Frequently Asked Question

What is asked of me when I volunteer?
Volunteer providers determine the number of patients they are willing to treat each year. HAP patients are scheduled like insured patients, and they should be treated like any other patient in your practice. If diagnostic services such as laboratory work, x-rays, or other tests are needed, you may choose to donate these if you regularly perform these procedures in your office, or HAP staff will assist you in arranging for these services at participating facilities. After you have seen a HAP patient, you should call or write the referring doctor just as you do for any other patient in your practice. Your office staff should submit a standard billing and coding form (HCFA-1500) to HAP in order to track the value of the care you have donated.

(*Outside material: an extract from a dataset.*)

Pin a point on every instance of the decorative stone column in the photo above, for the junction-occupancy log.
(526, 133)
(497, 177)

How can I be assured that my pledge will not be exceeded?
HAP maintains a centralized tracking system to assure that HAP does not refer you more patients than you pledged. Careful tracking of referrals creates an equal distribution of patients across participating physicians.
Who can receive this care?
Often, individuals without health insurance are working in one or more low-wage jobs without health benefits—earning too much to qualify for programs like Medicaid, but not enough to afford health insurance and still meet other essential needs such as food, clothing, and housing. To be eligible for the Health Access Project, patients must live in the Salt Lake area, be uninsured or underinsured, and not qualify for other public assistance programs. The income limit is 150% of the Federal Poverty Level, which is determined based on family size.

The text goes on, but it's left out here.